Nessa parceria de anos entre Possenti e Ana Marcela tem muita união (até mesmo familiar), respeito e amizade. E o técnico valoriza as principais características que fazem Ana Marcela ser uma atleta disposta a quebrar paradigmas, como ele mesmo definiu.

“Ela tem características interessantes que poderia ser exemplo pra outros atletas. A primeira delas é: ela ouve. Na idade que ela tem e com o número de títulos que tem, ela não é uma atleta que sabe tudo. Ela sempre está disposta a ouvir, não só a mim, mas ouvir outras pessoas que podem trazer coisas novas e que vão agregar ao repertório dela. Ela é aberta a ouvir e disposta a coisas novas. O planejamento muda e ela se sente desafiada a fazer coisas novas e isso é bacana”, afirmou.

“O que falta em muito atleta, ela é muito disposta a quebrar paradigmas. Se tiver que treinar mais, ela vai treinar mais. Se tiver que deixar de sair por 6 meses, ela vai deixar de sair por 6 meses”, concluiu Possenti.

(Jonne Roriz/COB)

E é mais ou menos isso que vai acontecer com a campeã olímpica em breve. Ela irá descansar por 10 dias – que segundo o treinador ‘é bastante tempo’ e depois já vai se preparar para o próximo desafio. “Em setembro tem competição. Tem etapa de Copa do Mundo e ela não vai querer nadar mal, certo? Então é isso.”

Para aplicar o treino em Ana Marcela e escolher a estratégica para as provas, Possenti precisa estudar muito. O segredo, segundo ele é não seguir sempre o mesmo tipo de treino.

“Muita gente fala que em time que está ganhando não se mexe, mas em maratona aquática isso não funciona. Se você fizer sempre a mesma coisa, vai ter sempre o mesmo resultado, dentro da mesma estratégia. A gente nunca repetiu um ciclo, e quando eu falo ciclo, é anual. Nunca um ano de treinamento da Ana Marcela foi igual ao outro. Nunca uma altitude foi feita na mesma época, nunca um treinamento foi igual. Ela tem que se reinventar em termos de estratégia o tempo inteiro, senão ela fica manjada. E isso não pode acontecer. E como eu monto o treino para montar a estratégia? Isso é baseado em quem serão as adversárias dela.”
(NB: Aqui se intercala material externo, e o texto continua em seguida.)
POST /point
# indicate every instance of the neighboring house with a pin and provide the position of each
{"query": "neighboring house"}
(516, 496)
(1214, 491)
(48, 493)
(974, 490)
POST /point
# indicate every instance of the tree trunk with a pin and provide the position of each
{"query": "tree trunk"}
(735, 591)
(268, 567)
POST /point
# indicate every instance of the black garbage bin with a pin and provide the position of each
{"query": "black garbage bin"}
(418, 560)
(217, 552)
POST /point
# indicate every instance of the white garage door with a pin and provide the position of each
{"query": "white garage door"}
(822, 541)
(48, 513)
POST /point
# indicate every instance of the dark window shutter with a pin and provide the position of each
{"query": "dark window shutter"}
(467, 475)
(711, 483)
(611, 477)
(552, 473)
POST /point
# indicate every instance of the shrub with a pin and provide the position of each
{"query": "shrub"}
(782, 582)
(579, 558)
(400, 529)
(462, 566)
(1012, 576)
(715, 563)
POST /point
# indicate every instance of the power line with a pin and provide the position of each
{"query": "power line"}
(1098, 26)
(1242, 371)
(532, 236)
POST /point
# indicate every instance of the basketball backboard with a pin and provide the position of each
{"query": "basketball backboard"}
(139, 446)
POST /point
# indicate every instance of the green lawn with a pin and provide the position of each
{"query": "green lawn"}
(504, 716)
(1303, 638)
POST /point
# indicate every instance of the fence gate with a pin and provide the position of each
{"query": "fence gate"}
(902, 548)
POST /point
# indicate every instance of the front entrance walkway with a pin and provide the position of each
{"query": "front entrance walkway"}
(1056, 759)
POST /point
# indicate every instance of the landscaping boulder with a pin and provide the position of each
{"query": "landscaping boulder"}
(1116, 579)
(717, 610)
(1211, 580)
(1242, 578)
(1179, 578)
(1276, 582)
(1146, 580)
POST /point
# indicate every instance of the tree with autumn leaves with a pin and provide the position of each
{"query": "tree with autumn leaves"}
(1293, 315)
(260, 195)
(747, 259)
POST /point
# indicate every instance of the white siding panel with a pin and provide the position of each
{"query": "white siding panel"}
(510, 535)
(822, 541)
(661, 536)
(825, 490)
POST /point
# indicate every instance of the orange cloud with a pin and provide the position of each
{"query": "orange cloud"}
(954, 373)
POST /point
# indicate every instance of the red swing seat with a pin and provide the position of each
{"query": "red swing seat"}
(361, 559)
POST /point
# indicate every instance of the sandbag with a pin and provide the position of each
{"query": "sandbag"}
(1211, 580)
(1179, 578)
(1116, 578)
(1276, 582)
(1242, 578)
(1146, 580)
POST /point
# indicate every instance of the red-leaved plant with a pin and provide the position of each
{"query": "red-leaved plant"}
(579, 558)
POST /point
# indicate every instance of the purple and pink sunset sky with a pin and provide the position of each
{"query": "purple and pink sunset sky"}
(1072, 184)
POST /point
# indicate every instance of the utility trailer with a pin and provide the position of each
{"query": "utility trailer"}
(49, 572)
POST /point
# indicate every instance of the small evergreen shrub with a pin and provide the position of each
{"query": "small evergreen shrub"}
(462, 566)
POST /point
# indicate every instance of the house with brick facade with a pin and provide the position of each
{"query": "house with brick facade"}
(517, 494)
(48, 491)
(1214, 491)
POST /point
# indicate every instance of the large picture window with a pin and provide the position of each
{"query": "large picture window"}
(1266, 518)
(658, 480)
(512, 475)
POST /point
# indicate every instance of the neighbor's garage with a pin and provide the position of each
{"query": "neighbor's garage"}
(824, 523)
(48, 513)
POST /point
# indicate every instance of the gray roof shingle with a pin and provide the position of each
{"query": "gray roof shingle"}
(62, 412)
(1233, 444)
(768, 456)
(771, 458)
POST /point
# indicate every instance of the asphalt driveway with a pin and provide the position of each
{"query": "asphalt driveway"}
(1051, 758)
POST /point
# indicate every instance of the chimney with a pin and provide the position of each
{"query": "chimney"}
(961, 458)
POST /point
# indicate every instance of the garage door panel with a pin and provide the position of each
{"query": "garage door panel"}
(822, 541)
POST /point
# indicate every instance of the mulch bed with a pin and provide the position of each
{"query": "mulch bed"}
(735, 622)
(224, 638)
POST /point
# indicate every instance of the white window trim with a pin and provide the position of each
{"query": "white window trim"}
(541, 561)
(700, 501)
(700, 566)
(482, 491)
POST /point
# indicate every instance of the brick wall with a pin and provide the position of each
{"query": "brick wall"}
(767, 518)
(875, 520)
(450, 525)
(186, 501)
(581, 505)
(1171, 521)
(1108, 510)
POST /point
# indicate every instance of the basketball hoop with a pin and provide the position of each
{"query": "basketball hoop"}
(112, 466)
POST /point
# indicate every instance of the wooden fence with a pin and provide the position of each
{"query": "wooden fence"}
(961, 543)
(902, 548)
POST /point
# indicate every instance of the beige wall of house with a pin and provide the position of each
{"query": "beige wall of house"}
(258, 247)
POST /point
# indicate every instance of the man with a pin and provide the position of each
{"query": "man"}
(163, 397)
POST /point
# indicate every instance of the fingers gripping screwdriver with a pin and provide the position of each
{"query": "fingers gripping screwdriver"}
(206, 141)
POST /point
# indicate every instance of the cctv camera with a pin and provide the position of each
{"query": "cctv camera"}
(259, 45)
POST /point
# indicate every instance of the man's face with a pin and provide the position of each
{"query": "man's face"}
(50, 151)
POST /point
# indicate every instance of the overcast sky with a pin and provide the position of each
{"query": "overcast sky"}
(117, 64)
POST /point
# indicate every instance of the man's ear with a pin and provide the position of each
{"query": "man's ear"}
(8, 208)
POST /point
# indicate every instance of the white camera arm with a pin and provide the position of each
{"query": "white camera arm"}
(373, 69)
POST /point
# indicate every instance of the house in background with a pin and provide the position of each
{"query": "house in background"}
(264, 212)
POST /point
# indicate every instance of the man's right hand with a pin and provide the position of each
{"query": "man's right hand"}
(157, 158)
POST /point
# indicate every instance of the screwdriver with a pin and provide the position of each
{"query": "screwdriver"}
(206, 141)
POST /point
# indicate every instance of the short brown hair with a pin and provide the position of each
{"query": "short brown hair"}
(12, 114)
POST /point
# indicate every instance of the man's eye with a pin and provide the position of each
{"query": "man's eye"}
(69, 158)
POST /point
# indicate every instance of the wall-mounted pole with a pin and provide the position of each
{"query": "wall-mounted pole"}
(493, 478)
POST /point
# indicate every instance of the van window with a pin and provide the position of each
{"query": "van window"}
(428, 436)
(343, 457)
E Possenti revelou ter uma adversária especial que merece atenção: a americana Erika Sullivan que foi medalhista de prata nesta edição, nos 1.500m, atrás apenas de Katie Ledecky. “Ela tem um técnico que adora a maratona aquática e vai botar ela pra nadar. Ele já colocou ela na maratona em outras situações, ela é extremamente veloz e se a gente não mudar nossa estratégia, essa menina vai dar trabalho”, revelou.

(Jonne Roriz/COB)

Sobre os planos futuros, a dupla tem o mesmo objetivo: conquistar o Mundial de 10km na maratona aquática, a prova que ainda falta para Ana Marcela vencer. “A medalha olímpica é a maior de todas, ainda tá caindo a ficha, mas ainda quero ser campeã mundial na prova dos 10km”, revelou a atleta.

Ter mais consciência do que coração foi o que Ana Marcela também declarou ter sido determinante para seu sucesso em Tóquio-2020. Mas, depois da chegada em primeiro lugar, o abraço entre Possenti e a nadadora deixou claro que, na hora certa, o coração apareceu e também foi importante.